From: "Kilian Kilger via GitGitGadget" <gitgitgadget@gmail.com>
To: git@vger.kernel.org
Cc: Tao Klerks <tao@klerks.biz>, Kilian Kilger <kkilger@gmail.com>,
Kilian Kilger <kkilger@gmail.com>
Subject: [PATCH v2] git-p4: fix bug with encoding of p4 client name
Date: Mon, 18 Jul 2022 08:57:59 +0000 [thread overview]
Message-ID: <pull.1285.v2.git.git.1658134679233.gitgitgadget@gmail.com> (raw)

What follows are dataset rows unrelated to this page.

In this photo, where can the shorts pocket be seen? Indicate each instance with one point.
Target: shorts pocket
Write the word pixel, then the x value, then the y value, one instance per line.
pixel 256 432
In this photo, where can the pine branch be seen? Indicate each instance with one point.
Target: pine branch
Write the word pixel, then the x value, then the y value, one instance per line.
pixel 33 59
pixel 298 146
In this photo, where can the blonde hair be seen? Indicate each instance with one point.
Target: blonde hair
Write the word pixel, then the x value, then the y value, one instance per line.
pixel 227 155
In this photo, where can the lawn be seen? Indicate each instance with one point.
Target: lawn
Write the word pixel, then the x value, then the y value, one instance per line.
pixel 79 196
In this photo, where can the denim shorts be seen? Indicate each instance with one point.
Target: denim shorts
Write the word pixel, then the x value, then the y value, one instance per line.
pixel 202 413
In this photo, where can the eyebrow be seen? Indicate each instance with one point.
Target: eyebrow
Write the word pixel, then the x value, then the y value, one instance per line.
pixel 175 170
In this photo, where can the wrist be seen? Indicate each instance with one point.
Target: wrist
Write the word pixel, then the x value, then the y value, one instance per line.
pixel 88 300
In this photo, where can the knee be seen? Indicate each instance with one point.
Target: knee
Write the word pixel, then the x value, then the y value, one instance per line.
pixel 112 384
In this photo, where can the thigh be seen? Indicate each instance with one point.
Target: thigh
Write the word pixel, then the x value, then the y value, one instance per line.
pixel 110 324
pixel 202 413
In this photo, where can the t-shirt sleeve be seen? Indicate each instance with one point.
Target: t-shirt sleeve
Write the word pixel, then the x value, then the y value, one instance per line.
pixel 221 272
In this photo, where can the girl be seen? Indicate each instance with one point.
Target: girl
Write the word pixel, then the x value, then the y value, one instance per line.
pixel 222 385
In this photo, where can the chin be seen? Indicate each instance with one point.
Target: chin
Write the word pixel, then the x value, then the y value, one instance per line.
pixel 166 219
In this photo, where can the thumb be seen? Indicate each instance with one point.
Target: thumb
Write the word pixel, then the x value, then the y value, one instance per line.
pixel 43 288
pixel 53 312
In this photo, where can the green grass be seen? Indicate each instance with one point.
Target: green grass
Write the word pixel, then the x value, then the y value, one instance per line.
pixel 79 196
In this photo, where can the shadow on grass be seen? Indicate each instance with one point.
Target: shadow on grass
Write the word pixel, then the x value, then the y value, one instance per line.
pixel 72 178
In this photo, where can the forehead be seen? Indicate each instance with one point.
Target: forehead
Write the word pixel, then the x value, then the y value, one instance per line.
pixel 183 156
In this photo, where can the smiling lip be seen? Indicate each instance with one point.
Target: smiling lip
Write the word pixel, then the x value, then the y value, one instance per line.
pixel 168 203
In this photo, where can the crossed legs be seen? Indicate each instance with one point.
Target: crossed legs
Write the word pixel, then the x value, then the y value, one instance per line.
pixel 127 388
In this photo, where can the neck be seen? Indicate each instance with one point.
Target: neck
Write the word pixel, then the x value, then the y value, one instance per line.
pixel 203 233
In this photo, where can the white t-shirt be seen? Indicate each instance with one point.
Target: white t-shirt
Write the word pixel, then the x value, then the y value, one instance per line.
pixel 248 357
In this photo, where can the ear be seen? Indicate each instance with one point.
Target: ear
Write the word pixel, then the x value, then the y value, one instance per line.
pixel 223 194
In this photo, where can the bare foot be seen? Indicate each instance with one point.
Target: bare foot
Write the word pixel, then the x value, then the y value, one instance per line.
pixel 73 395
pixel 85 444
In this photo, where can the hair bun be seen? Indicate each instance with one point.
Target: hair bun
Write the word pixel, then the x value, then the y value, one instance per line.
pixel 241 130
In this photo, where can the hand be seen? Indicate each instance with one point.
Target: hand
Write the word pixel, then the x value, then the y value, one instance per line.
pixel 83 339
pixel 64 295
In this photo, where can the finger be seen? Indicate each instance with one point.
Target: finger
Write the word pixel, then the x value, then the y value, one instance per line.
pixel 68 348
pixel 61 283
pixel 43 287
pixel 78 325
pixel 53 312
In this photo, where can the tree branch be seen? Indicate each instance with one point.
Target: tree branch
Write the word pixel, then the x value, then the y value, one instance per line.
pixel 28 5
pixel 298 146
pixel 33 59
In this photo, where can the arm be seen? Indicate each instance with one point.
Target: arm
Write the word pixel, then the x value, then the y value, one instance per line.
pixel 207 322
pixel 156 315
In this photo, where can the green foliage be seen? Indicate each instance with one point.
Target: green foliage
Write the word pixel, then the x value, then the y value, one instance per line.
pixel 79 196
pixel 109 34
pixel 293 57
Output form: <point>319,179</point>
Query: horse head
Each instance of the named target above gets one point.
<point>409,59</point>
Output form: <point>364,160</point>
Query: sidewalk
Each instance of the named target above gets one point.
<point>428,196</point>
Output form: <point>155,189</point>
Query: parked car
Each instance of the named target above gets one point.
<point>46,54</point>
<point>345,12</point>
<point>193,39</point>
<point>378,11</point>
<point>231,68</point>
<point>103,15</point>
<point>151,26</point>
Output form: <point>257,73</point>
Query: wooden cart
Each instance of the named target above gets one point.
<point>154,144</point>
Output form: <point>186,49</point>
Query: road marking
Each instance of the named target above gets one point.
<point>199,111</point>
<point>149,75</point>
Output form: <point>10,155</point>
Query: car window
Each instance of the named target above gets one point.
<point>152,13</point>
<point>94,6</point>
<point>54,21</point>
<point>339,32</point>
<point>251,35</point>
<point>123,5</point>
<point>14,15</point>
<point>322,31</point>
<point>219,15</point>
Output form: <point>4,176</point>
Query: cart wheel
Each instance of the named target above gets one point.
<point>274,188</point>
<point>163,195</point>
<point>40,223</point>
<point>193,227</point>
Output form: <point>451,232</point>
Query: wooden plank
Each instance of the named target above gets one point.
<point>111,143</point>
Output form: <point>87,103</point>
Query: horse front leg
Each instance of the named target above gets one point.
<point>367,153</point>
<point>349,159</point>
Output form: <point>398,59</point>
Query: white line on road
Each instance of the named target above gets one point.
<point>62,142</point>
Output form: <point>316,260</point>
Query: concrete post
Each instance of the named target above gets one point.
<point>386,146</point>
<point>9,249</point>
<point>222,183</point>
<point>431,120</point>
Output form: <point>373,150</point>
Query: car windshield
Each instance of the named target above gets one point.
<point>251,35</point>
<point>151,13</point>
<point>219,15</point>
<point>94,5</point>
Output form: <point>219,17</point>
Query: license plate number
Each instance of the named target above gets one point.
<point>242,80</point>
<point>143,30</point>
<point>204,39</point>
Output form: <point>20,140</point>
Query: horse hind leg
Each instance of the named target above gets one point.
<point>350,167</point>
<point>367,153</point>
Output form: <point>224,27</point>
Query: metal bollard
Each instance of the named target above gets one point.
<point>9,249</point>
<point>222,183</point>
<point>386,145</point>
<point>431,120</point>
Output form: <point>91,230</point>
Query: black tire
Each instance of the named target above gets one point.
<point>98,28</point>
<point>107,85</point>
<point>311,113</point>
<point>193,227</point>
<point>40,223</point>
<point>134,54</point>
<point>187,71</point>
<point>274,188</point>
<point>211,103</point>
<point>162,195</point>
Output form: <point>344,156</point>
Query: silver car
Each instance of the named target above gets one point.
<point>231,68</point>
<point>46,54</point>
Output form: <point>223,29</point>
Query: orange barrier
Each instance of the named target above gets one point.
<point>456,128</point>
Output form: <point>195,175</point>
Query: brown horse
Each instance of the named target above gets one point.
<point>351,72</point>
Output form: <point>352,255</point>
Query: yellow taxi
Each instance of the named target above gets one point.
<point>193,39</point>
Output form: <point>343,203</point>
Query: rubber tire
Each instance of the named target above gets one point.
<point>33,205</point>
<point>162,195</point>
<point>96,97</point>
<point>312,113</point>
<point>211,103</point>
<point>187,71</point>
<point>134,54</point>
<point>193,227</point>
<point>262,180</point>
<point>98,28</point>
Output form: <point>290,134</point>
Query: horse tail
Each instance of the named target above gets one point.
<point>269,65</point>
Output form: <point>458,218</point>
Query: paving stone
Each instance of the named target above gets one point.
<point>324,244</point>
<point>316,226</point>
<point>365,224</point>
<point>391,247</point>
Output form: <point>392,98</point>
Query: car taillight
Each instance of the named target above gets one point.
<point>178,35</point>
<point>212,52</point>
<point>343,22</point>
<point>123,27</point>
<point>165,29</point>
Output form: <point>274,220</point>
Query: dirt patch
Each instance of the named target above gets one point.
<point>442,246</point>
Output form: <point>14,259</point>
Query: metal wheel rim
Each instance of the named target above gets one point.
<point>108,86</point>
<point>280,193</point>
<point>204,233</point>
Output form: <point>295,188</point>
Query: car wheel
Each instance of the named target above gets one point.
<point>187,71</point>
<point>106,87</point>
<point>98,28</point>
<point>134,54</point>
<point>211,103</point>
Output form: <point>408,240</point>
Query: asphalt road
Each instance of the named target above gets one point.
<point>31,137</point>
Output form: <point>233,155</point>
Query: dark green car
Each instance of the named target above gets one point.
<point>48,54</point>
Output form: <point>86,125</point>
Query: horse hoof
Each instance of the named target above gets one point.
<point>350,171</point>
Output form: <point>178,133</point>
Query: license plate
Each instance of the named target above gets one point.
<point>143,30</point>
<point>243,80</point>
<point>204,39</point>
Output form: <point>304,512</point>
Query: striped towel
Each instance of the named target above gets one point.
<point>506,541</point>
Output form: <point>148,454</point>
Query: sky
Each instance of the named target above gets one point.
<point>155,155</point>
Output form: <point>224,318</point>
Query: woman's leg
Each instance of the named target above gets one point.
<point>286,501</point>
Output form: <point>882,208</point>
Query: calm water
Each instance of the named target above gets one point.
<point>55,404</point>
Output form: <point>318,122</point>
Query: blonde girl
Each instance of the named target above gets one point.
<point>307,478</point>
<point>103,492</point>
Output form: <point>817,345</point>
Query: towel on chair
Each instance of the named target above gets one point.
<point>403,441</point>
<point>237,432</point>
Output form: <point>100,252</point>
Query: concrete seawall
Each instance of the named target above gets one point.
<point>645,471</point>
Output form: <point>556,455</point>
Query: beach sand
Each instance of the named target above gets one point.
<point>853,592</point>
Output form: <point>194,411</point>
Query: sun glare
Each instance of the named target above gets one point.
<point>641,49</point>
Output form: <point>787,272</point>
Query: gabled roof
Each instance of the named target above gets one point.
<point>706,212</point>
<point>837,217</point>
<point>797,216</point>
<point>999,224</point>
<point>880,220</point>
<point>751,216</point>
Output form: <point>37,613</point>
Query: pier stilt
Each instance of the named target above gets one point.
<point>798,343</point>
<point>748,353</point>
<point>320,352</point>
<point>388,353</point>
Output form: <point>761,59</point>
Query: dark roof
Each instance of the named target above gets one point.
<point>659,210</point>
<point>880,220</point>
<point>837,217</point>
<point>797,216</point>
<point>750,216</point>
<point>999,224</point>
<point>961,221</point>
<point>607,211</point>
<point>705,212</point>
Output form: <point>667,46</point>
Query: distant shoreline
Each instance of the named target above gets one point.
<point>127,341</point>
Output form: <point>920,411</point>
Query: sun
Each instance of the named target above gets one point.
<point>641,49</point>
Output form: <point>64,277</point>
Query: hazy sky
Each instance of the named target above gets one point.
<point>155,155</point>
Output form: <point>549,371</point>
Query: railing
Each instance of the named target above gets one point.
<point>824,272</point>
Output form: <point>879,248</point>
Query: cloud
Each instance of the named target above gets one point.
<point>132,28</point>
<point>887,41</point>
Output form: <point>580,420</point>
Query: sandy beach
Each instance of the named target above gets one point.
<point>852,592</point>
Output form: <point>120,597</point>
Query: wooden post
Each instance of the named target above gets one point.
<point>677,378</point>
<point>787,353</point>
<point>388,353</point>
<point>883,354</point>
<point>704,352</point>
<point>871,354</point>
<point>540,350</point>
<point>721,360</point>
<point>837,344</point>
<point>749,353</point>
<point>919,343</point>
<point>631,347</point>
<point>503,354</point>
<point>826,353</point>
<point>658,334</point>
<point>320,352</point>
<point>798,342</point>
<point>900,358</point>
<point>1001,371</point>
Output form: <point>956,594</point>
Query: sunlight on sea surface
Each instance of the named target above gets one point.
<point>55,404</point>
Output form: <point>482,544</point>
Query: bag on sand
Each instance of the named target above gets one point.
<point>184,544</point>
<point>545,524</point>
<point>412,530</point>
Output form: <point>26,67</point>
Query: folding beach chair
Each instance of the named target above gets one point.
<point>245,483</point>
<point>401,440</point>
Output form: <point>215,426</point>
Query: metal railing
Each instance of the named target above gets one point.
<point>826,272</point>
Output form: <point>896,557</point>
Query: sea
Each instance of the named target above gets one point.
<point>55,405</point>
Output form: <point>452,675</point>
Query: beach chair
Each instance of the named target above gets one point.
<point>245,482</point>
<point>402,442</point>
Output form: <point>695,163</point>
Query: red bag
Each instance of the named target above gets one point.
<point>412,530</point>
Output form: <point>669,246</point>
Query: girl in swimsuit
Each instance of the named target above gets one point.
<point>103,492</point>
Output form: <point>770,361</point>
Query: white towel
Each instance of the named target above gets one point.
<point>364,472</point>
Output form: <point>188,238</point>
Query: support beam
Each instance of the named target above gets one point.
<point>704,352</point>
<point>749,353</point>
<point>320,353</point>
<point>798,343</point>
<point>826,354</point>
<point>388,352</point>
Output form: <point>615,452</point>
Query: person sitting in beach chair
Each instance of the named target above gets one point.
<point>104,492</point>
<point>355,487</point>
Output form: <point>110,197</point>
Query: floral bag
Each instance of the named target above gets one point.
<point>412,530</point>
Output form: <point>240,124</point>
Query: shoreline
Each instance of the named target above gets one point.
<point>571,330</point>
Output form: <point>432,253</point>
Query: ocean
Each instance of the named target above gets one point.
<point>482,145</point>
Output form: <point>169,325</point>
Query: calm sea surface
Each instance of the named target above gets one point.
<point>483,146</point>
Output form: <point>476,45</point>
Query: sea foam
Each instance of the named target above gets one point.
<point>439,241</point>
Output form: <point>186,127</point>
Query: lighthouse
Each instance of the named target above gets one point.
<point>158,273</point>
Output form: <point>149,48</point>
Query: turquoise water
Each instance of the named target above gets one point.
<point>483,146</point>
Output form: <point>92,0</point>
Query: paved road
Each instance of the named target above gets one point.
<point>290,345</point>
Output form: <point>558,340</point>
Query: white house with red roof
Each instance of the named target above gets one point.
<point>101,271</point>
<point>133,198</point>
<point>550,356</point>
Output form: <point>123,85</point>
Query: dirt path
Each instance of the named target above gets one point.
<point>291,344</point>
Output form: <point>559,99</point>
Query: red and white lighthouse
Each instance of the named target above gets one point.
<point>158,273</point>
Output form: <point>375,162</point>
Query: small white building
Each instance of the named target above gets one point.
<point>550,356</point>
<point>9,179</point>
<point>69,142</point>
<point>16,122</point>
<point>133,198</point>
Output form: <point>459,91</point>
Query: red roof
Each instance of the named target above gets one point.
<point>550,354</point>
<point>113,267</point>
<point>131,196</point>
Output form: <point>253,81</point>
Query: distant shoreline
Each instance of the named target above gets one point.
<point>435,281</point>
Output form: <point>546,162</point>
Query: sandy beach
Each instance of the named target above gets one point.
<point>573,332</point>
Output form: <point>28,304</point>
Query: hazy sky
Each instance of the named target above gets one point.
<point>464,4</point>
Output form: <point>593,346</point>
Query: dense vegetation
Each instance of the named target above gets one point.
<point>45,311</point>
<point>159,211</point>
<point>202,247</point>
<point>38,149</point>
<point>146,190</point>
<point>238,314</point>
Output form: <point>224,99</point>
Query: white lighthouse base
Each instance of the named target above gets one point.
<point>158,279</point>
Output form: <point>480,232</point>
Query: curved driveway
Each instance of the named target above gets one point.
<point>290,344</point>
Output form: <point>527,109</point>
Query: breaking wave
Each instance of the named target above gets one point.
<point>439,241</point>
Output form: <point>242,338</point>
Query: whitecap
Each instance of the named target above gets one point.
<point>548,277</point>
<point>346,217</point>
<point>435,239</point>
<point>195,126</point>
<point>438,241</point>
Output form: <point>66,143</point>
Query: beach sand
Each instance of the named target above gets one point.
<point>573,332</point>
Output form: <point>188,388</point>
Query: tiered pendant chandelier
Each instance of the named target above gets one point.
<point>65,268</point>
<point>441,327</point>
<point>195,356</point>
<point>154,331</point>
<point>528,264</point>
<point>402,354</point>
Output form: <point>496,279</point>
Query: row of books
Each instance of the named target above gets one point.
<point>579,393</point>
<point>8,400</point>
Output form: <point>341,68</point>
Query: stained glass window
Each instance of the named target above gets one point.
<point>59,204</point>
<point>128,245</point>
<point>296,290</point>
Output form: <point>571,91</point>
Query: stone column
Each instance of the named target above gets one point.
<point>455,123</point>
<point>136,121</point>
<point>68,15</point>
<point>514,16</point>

In-Reply-To: <pull.1285.git.git.1657267260405.gitgitgadget@gmail.com>
From: Kilian Kilger <kkilger@gmail.com>
The Perforce client name can contain arbitrary characters
which do not decode to UTF-8. Use the fallback strategy
implemented in metadata_stream_to_writable_bytes() also
for the client name.
Signed-off-by: Kilian Kilger <kkilger@gmail.com>
---
git-p4: Fix bug with encoding of P4 client name
Published-As: https://github.com/gitgitgadget/git/releases/tag/pr-git-1285%2Fcohomology%2Fmaint-v2
Fetch-It-Via: git fetch https://github.com/gitgitgadget/git pr-git-1285/cohomology/maint-v2
Pull-Request: https://github.com/git/git/pull/1285
Range-diff vs v1:
1: 7393b59c642 ! 1: 3280a9579bc git-p4: fix bug with encoding of p4 client name
@@
## Metadata ##
-Author: Kilian Kilger <kilian.kilger@sap.com>
+Author: Kilian Kilger <kkilger@gmail.com>
## Commit message ##
git-p4: fix bug with encoding of p4 client name
@@ Commit message
Signed-off-by: Kilian Kilger <kkilger@gmail.com>
## git-p4.py ##
+@@ git-p4.py: def isModeExecChanged(src_mode, dst_mode):
+ return isModeExec(src_mode) != isModeExec(dst_mode)
+
+
++def p4KeysContainingNonUtf8Chars():
++ """Returns all keys which may contain non UTF-8 encoded strings
++ for which a fallback strategy has to be applied.
++ """
++ return ['desc', 'client', 'FullName']
++
++
++def p4KeysContainingBinaryData():
++ """Returns all keys which may contain arbitrary binary data
++ """
++ return ['data']
++
++
++def p4KeyContainsFilePaths(key):
++ """Returns True if the key contains file paths. These are handled by decode_path().
++ Otherwise False.
++ """
++ return key.startswith('depotFile') or key in ['path', 'clientFile']
++
++
++def p4KeyWhichCanBeDirectlyDecoded(key):
++ """Returns True if the key can be directly decoded as UTF-8 string
++ Otherwise False.
++
++ Keys which can not be encoded directly:
++ - `data` which may contain arbitrary binary data
++ - `desc` or `client` or `FullName` which may contain non-UTF8 encoded text
++ - `depotFile[0-9]*`, `path`, or `clientFile` which may contain non-UTF8 encoded text, handled by decode_path()
++ """
++ if key in p4KeysContainingNonUtf8Chars() or \
++ key in p4KeysContainingBinaryData() or \
++ p4KeyContainsFilePaths(key):
++ return False
++ return True
++
++
+ def p4CmdList(cmd, stdin=None, stdin_mode='w+b', cb=None, skip_info=False,
+ errors_as_exceptions=False, *k, **kw):
+
@@ git-p4.py: def p4CmdList(cmd, stdin=None, stdin_mode='w+b', cb=None, skip_info=False,
+ try:
+ while True:
+ entry = marshal.load(p4.stdout)
++
if bytes is not str:
- # Decode unmarshalled dict to use str keys and values, except for:
- # - `data` which may contain arbitrary binary data
+- # Decode unmarshalled dict to use str keys and values, except for:
+- # - `data` which may contain arbitrary binary data
- # - `desc` or `FullName` which may contain non-UTF8 encoded text handled below, eagerly converted to bytes
-+ # - `desc` or `client` or `FullName` which may contain non-UTF8 encoded text handled below, eagerly converted to bytes
- # - `depotFile[0-9]*`, `path`, or `clientFile` which may contain non-UTF8 encoded text, handled by decode_path()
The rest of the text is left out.